The Network is taking action in regard to a deadly Covid 19 outbreak in a Lesbian safe house in Kampala, the capital of Uganda. We were contacted via Twitter late last week y the lead of the safe house who was calling out for help internationally to our LGBT+ community, as the Coronavirus had broken out in the safe house, with one person dead so far and others very ill.

As many readers of this news announcement will be aware Uganda is one of the most brutally homophobic countries in the world with an infamous record on torture murders and public humiliations of LGBT people and those suspected of not being heterosexual or cisgender: the source of the problem being religious / Christian fundamentalist views of virulently anti-LGBT kinds. The country has anti-LGBT laws that have ultimately been derived from the influence of the latter, meaning there are no legal protections for community members; in fact the reverse.

For more on the terrible realities of what it is like to be gay, lesbian, bisexual or trans or non-binary in Uganda, please visit this searing article by Pink News that the safe house lead provided to us at the Network: https://www.pinknews.co.uk/2020/05/11/lgbt-uganda-homeless-shelter-arrest-coronavirus-laws-kampala-sky-news/

Consequently those at the safe house face a double peril: from the virus, and from the fear of the authorities and vigilante Christian extremist gangs that seek out LGBT and suspected LGBT people to persecute, torment, and often murder. For this reason help has not been able to be sought from the authorities regarding the Covid 19 outbreak. Only instead by a desperate and very courageous outreach to the international LGBT community to make us aware of the plight of those at the safe house.

The Network has therefore advised the basic, protection action and safety measure of the safe house lead contacting the British High Commissioner (BHC) of Uganda, Ms Kate Airey. We are following up directly on this with Ms Airey, and are asking for the BHC to provide all possible assistance to those at the safe house (the request made by it’s lead being for Covid 19 related PPE, testing, etc.).

The Network follow up to the British High Commissioner involves Stonewall having direct awareness of the situation and the Network request.
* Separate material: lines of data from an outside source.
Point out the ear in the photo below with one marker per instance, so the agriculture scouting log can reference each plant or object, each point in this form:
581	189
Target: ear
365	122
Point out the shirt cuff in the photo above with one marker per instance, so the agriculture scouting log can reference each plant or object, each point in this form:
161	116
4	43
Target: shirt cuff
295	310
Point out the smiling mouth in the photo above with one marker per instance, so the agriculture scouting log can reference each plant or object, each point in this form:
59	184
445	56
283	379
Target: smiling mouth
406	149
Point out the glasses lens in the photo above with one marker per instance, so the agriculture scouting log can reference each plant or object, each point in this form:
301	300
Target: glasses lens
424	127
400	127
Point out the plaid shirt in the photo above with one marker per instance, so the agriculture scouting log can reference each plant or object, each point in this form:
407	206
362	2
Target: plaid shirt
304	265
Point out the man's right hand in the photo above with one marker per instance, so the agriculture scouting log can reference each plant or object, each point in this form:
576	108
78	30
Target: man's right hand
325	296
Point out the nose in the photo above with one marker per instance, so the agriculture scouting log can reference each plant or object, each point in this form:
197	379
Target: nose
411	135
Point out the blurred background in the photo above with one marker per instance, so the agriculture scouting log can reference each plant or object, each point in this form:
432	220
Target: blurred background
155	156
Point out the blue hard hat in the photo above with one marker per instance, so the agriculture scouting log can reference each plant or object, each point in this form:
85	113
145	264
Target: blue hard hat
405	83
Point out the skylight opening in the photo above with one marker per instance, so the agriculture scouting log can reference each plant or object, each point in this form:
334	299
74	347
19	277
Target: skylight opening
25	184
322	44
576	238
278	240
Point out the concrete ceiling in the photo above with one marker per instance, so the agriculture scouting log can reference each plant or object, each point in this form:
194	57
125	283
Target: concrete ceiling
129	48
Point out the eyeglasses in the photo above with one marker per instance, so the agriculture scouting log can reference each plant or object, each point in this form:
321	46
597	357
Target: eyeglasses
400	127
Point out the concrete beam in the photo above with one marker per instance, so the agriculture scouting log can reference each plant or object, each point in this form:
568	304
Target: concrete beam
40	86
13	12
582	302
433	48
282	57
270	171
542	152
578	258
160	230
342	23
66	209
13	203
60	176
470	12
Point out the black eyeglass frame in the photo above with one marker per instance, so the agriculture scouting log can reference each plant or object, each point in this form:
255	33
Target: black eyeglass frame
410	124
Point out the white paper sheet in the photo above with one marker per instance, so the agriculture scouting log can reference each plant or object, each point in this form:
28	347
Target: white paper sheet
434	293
We believe that in this way a from the UK LGBT+ community (and community support organisations such as the Network and Stonewall), much more deepened relationship with the BHC in Uganda can assist our community members there, and of course the BHC itself. We are aware of some infamous anti-LGBT ‘Hostile Environment’ cases by Home Office, UK Immigration (UKVI) in regard to Ugandan LGBT community members, so it is important that the relationship mentioned be developed, to assist both community and the Foreign, Commonwealth and Development Office (FCDO).

In our email to the British High Commissioner, Uganda we also request information on exactly what the BHC (FCDO) has been achieving and involved in regard to direct LGBT+ community engagement and support: this information once provided will assist us and every party concerned.